Captagon Son usage est déjà répandu dans tout le Liban : c’est un État de transit clé pour que la drogue quitte la Syrie et atteigne des marchés plus lucratifs comme les États du Golfe, en particulier l’Arabie saoudite.
Depuis la crise économique du pays en 2019, plus de gens se sont tournés vers la drogue pour trouver du réconfort face à la détérioration de leurs conditions de vie et pour continuer à vivre.

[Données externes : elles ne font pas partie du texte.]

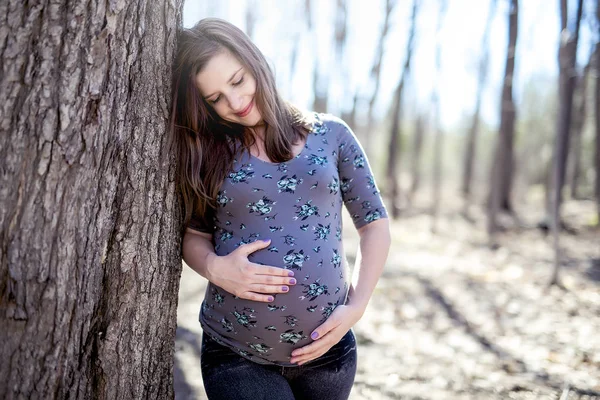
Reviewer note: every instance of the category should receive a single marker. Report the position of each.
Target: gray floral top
(297, 204)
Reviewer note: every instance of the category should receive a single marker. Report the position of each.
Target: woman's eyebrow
(230, 79)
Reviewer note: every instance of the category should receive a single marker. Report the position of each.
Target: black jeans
(228, 375)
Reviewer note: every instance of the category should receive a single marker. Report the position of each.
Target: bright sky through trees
(281, 23)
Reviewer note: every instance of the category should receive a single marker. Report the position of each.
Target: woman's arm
(234, 272)
(373, 250)
(372, 253)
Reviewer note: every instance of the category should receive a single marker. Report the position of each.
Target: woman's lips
(246, 110)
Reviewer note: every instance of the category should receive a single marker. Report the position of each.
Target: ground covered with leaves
(453, 319)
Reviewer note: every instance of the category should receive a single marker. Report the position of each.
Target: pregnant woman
(263, 186)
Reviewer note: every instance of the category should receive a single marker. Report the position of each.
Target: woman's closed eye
(239, 82)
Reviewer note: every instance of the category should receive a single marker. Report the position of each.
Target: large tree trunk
(499, 195)
(567, 57)
(90, 260)
(394, 143)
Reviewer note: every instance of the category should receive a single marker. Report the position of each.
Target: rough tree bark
(567, 60)
(471, 146)
(394, 144)
(499, 195)
(90, 232)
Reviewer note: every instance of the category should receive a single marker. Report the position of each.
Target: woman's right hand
(245, 279)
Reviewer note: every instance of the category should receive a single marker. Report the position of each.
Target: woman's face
(229, 88)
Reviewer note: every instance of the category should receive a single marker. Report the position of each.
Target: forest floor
(453, 319)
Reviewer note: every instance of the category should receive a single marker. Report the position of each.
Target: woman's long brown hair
(205, 144)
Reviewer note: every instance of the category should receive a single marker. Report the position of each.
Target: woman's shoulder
(323, 123)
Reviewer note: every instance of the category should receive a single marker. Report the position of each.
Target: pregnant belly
(267, 333)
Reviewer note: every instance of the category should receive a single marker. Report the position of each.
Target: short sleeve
(200, 224)
(357, 183)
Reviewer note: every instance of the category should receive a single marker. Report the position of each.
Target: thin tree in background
(376, 71)
(503, 156)
(251, 18)
(342, 78)
(436, 123)
(597, 113)
(91, 232)
(469, 159)
(320, 84)
(415, 161)
(394, 144)
(567, 59)
(579, 106)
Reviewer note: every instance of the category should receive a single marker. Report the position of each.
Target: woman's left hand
(328, 334)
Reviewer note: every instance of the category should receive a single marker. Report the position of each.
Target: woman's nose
(235, 103)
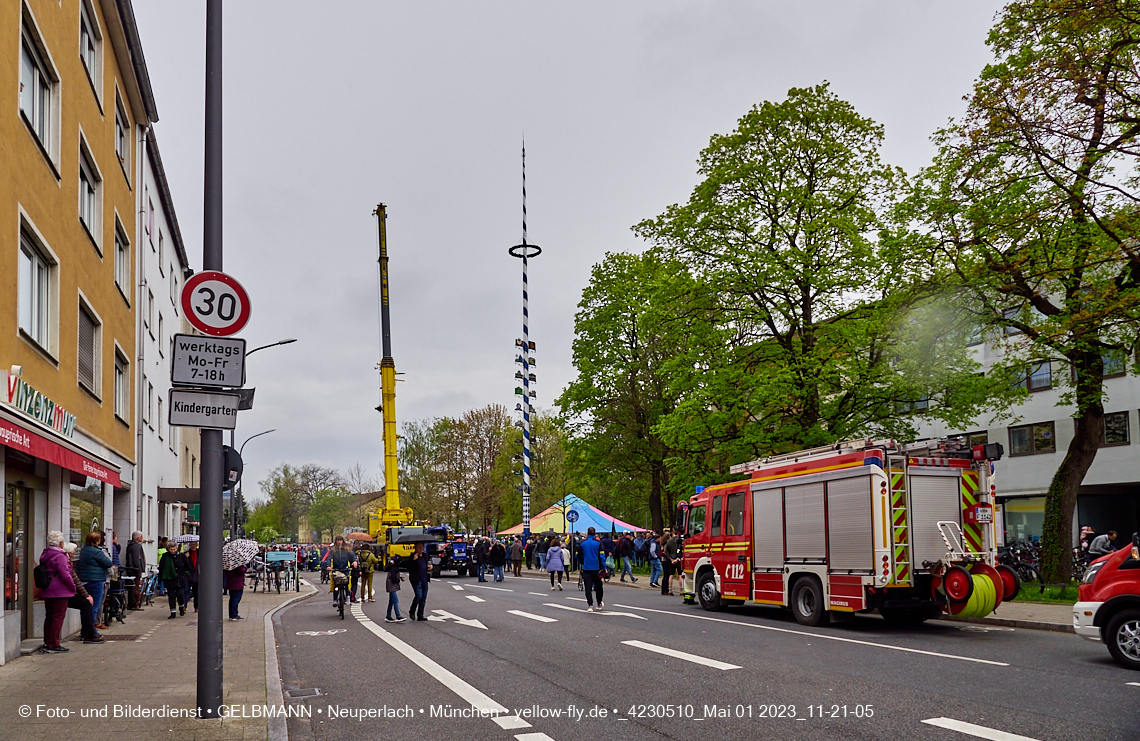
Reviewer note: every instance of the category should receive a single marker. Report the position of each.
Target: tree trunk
(1060, 499)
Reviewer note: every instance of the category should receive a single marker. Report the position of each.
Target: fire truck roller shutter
(804, 522)
(933, 498)
(767, 528)
(849, 530)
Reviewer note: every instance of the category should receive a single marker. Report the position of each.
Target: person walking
(516, 558)
(653, 552)
(418, 575)
(592, 561)
(626, 551)
(234, 581)
(368, 562)
(136, 562)
(82, 601)
(392, 587)
(170, 573)
(94, 563)
(498, 559)
(554, 563)
(60, 587)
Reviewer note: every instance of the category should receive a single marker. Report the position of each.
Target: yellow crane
(390, 521)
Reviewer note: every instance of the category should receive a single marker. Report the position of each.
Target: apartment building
(72, 151)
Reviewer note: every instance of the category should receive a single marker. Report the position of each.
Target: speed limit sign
(216, 303)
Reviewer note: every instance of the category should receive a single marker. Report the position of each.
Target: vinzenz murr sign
(39, 407)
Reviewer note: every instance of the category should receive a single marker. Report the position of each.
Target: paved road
(537, 651)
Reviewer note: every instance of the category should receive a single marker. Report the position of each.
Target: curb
(277, 726)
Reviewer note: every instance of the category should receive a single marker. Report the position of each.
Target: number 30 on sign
(216, 303)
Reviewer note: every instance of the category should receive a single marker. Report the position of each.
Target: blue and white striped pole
(524, 251)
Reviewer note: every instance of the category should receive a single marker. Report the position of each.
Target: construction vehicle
(390, 521)
(860, 526)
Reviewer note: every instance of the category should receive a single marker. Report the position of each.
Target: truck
(906, 529)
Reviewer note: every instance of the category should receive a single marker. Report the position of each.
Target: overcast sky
(333, 107)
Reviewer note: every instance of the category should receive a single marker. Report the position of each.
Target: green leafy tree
(1033, 200)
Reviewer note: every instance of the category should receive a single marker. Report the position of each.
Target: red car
(1108, 605)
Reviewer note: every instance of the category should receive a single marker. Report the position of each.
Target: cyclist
(340, 559)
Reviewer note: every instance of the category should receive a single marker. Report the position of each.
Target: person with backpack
(57, 585)
(392, 587)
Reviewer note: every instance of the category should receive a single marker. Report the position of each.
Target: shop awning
(17, 437)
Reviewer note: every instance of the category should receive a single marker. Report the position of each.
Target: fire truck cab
(860, 526)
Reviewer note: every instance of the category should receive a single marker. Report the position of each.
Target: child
(392, 586)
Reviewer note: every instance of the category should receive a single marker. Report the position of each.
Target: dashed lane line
(466, 692)
(817, 635)
(540, 618)
(979, 731)
(681, 654)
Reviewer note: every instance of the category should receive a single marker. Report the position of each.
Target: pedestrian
(82, 601)
(592, 561)
(542, 548)
(368, 562)
(59, 588)
(170, 573)
(1101, 545)
(234, 580)
(418, 576)
(626, 551)
(516, 556)
(392, 586)
(190, 564)
(653, 553)
(94, 563)
(498, 559)
(136, 566)
(554, 563)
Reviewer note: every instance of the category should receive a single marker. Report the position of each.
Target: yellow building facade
(74, 107)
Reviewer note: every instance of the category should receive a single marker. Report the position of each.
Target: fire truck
(906, 529)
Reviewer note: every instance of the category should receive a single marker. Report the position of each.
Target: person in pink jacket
(60, 588)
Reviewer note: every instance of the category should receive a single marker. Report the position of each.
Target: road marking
(567, 607)
(466, 692)
(978, 731)
(540, 618)
(681, 654)
(819, 635)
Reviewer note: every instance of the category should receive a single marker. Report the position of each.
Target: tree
(1033, 200)
(800, 311)
(620, 393)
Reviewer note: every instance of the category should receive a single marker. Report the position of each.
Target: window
(37, 86)
(122, 387)
(89, 193)
(122, 136)
(734, 514)
(1116, 429)
(697, 520)
(1029, 439)
(1114, 363)
(122, 261)
(89, 45)
(88, 350)
(37, 282)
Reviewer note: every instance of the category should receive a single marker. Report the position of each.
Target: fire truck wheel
(807, 602)
(707, 593)
(958, 584)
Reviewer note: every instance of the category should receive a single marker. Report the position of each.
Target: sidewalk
(151, 662)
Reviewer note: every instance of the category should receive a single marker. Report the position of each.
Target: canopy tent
(588, 516)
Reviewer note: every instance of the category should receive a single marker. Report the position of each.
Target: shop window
(1031, 439)
(1116, 429)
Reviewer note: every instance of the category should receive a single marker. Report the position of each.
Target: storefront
(49, 483)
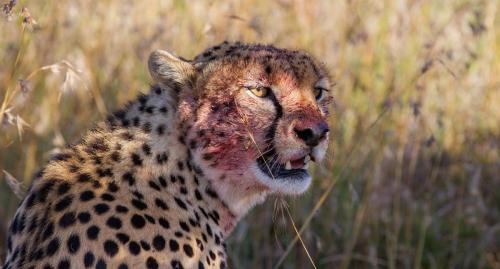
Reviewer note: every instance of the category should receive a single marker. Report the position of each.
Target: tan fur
(182, 160)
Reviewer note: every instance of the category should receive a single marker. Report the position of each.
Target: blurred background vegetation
(413, 176)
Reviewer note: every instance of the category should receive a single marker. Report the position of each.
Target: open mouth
(291, 169)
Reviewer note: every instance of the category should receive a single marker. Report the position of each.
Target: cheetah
(162, 182)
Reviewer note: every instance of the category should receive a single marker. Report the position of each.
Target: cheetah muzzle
(163, 181)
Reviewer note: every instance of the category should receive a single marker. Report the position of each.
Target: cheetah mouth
(291, 169)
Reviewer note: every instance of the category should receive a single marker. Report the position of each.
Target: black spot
(211, 193)
(142, 99)
(146, 148)
(73, 243)
(184, 226)
(151, 263)
(123, 238)
(176, 264)
(145, 245)
(88, 259)
(209, 230)
(107, 197)
(96, 184)
(180, 203)
(164, 223)
(48, 231)
(150, 109)
(112, 187)
(139, 204)
(63, 188)
(137, 221)
(161, 204)
(160, 129)
(104, 172)
(136, 159)
(181, 179)
(67, 219)
(162, 158)
(129, 177)
(52, 247)
(101, 208)
(136, 121)
(138, 195)
(134, 248)
(121, 209)
(93, 232)
(174, 246)
(153, 185)
(84, 178)
(197, 194)
(101, 264)
(183, 190)
(110, 247)
(163, 182)
(188, 250)
(149, 218)
(115, 156)
(84, 217)
(159, 242)
(87, 196)
(268, 69)
(64, 264)
(63, 203)
(114, 223)
(180, 165)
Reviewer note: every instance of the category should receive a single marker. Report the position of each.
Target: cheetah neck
(160, 143)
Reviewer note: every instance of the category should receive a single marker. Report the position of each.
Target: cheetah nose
(311, 134)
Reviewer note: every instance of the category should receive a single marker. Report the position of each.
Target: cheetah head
(253, 116)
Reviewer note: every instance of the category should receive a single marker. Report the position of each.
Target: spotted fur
(163, 181)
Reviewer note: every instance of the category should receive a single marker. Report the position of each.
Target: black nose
(311, 135)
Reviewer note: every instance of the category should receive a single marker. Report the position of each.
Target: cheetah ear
(170, 70)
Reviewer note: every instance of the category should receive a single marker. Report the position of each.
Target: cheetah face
(255, 116)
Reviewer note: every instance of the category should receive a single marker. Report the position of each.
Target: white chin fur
(284, 186)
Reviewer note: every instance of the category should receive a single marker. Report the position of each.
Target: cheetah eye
(260, 91)
(318, 92)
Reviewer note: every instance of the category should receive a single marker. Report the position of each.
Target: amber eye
(318, 92)
(260, 91)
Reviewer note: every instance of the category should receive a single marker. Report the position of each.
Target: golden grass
(412, 179)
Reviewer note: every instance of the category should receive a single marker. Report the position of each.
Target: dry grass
(413, 178)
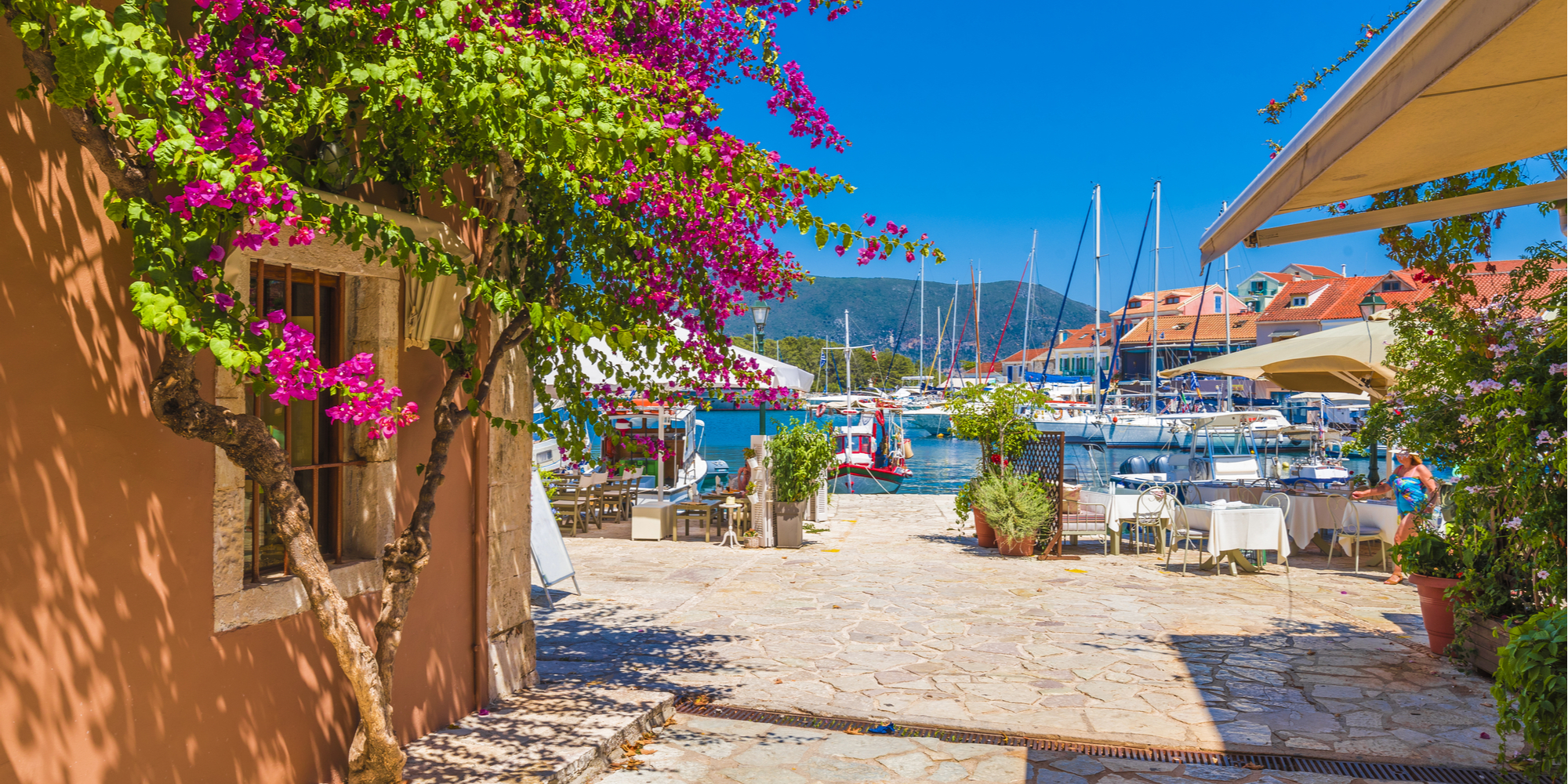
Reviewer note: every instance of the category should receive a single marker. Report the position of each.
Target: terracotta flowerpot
(984, 532)
(1437, 612)
(1022, 548)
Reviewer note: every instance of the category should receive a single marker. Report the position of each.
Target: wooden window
(314, 443)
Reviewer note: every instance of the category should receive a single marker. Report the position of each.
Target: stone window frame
(374, 316)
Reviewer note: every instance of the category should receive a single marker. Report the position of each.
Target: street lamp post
(760, 319)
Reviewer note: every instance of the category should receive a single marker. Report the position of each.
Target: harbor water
(940, 465)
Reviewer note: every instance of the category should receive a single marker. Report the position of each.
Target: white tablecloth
(1310, 515)
(1241, 529)
(1384, 515)
(1117, 507)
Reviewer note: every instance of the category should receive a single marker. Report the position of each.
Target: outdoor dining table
(1119, 504)
(1238, 528)
(1310, 515)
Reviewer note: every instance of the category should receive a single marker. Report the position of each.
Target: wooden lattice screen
(1044, 459)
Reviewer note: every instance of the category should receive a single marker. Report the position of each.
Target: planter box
(789, 524)
(1479, 637)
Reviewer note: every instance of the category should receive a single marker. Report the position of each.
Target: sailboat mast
(1155, 328)
(1098, 399)
(849, 377)
(1029, 299)
(978, 327)
(923, 319)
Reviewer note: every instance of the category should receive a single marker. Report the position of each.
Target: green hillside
(877, 308)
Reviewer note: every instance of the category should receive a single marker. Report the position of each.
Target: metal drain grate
(1290, 764)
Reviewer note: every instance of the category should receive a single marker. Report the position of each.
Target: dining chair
(1150, 512)
(1354, 534)
(575, 504)
(1183, 532)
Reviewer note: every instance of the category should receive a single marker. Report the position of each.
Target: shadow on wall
(109, 667)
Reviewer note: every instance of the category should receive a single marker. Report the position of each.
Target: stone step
(554, 736)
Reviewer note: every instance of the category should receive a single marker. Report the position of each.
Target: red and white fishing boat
(871, 454)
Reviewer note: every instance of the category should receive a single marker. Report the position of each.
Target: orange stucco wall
(109, 667)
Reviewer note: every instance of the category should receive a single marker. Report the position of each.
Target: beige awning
(1343, 360)
(1457, 87)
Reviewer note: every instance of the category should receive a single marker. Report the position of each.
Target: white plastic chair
(1354, 534)
(1183, 532)
(1150, 512)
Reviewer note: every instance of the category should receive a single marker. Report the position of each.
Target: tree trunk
(376, 755)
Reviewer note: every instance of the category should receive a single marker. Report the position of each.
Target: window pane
(272, 543)
(327, 512)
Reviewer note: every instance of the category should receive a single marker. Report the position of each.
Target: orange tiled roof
(1211, 328)
(1335, 299)
(1319, 270)
(1149, 299)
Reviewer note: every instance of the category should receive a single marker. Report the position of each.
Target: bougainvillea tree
(578, 137)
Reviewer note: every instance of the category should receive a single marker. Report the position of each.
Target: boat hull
(863, 481)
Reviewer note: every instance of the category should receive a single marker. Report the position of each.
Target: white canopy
(1457, 87)
(1341, 360)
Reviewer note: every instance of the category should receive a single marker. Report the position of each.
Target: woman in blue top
(1414, 490)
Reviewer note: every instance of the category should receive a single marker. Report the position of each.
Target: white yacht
(1131, 429)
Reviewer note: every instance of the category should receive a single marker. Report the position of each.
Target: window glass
(308, 435)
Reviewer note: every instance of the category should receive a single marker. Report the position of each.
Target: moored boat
(871, 456)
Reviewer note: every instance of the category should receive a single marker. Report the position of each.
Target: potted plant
(1015, 507)
(797, 457)
(965, 506)
(1434, 570)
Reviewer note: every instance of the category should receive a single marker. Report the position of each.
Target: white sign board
(550, 550)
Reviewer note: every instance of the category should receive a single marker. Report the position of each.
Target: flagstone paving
(896, 615)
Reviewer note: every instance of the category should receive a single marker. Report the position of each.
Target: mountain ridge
(879, 305)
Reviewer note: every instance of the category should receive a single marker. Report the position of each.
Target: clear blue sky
(979, 123)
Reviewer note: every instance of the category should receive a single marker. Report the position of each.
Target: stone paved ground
(896, 615)
(722, 752)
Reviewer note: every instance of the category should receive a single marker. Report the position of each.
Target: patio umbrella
(1341, 360)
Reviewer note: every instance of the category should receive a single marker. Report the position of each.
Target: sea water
(940, 465)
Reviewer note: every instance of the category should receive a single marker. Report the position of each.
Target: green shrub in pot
(797, 457)
(1014, 506)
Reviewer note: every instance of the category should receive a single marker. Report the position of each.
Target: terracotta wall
(109, 667)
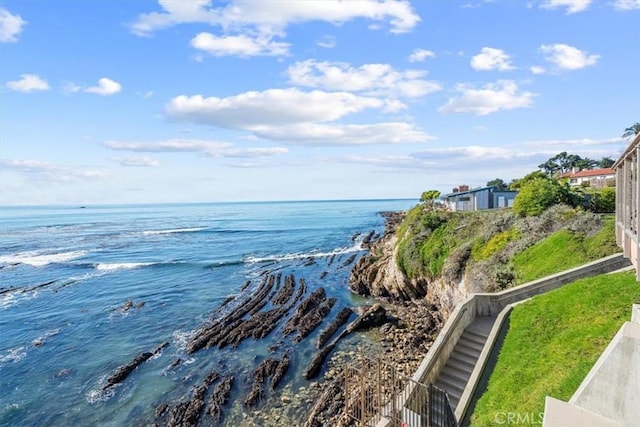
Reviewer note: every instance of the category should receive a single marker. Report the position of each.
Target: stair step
(459, 383)
(459, 374)
(462, 368)
(475, 337)
(464, 357)
(470, 345)
(454, 397)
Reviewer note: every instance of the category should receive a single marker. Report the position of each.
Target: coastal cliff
(442, 257)
(377, 274)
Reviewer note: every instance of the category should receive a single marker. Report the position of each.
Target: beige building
(627, 169)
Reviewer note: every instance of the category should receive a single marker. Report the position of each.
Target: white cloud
(491, 59)
(376, 79)
(568, 57)
(573, 6)
(10, 26)
(419, 55)
(536, 69)
(274, 15)
(627, 4)
(28, 83)
(296, 117)
(105, 87)
(493, 97)
(273, 107)
(326, 135)
(241, 45)
(583, 142)
(49, 172)
(209, 148)
(327, 42)
(136, 161)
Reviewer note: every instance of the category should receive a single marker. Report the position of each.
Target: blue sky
(148, 101)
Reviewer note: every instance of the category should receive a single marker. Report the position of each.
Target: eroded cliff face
(377, 274)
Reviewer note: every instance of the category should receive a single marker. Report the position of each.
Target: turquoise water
(66, 273)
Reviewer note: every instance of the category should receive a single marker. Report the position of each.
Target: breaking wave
(40, 259)
(357, 247)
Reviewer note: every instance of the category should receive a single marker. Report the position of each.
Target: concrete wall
(612, 387)
(486, 304)
(627, 169)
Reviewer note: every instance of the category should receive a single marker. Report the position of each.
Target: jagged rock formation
(377, 273)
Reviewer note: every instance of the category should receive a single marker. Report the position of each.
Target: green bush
(603, 200)
(484, 250)
(537, 195)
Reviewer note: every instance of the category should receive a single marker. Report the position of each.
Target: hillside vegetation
(493, 250)
(552, 343)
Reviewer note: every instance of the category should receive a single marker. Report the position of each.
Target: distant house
(464, 199)
(627, 168)
(596, 178)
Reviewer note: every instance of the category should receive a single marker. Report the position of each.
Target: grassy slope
(563, 250)
(552, 343)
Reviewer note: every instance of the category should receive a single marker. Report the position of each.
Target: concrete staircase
(457, 371)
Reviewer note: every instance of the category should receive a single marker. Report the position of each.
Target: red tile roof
(592, 172)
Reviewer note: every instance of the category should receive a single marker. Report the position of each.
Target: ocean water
(68, 273)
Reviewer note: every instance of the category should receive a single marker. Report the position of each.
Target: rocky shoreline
(395, 326)
(402, 340)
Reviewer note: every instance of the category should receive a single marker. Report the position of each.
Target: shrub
(603, 201)
(536, 196)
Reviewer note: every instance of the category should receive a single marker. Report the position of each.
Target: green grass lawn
(552, 343)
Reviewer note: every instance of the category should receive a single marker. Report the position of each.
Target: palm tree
(632, 130)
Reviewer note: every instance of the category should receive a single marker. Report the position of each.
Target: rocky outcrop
(123, 371)
(372, 317)
(377, 274)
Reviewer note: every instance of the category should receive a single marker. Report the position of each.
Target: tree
(515, 184)
(536, 196)
(429, 197)
(564, 162)
(498, 184)
(603, 201)
(606, 162)
(632, 130)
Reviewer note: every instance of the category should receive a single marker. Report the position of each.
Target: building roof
(592, 172)
(475, 190)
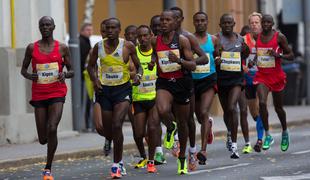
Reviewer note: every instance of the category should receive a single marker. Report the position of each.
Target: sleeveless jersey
(230, 71)
(114, 71)
(48, 67)
(265, 62)
(165, 68)
(146, 90)
(205, 70)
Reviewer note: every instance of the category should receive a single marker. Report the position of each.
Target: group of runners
(164, 74)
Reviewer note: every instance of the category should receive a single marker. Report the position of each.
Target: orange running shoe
(151, 167)
(47, 175)
(116, 172)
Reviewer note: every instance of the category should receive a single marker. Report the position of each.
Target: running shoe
(107, 147)
(285, 142)
(151, 167)
(258, 146)
(234, 153)
(247, 149)
(123, 169)
(175, 149)
(116, 172)
(47, 175)
(228, 142)
(160, 158)
(169, 137)
(182, 167)
(141, 164)
(268, 142)
(202, 157)
(211, 134)
(192, 161)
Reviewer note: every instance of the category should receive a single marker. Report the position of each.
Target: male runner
(271, 47)
(230, 75)
(144, 100)
(47, 57)
(114, 90)
(201, 59)
(205, 81)
(250, 89)
(173, 87)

« Il existe une relation particulièrement forte entre les économies ravagées par la guerre et la consommation de stimulants qui peuvent prévenir la faim, accroître le sentiment d’invincibilité et empêcher le sommeil de nuire à la productivité », a déclaré Rose à TalkingDrugs.
Au milieu des horreurs du conflit à Gaza et au Liban – morts de civils et de combattants, destruction d’infrastructures et de sites historiques –, un groupe ne sera sans doute pas la priorité. Les consommateurs de drogues, un groupe qui persistera et grandira pendant et longtemps après les bombardements, ne bénéficient pas de l’attention et du soutien nécessaires pour améliorer leurs conditions de vie.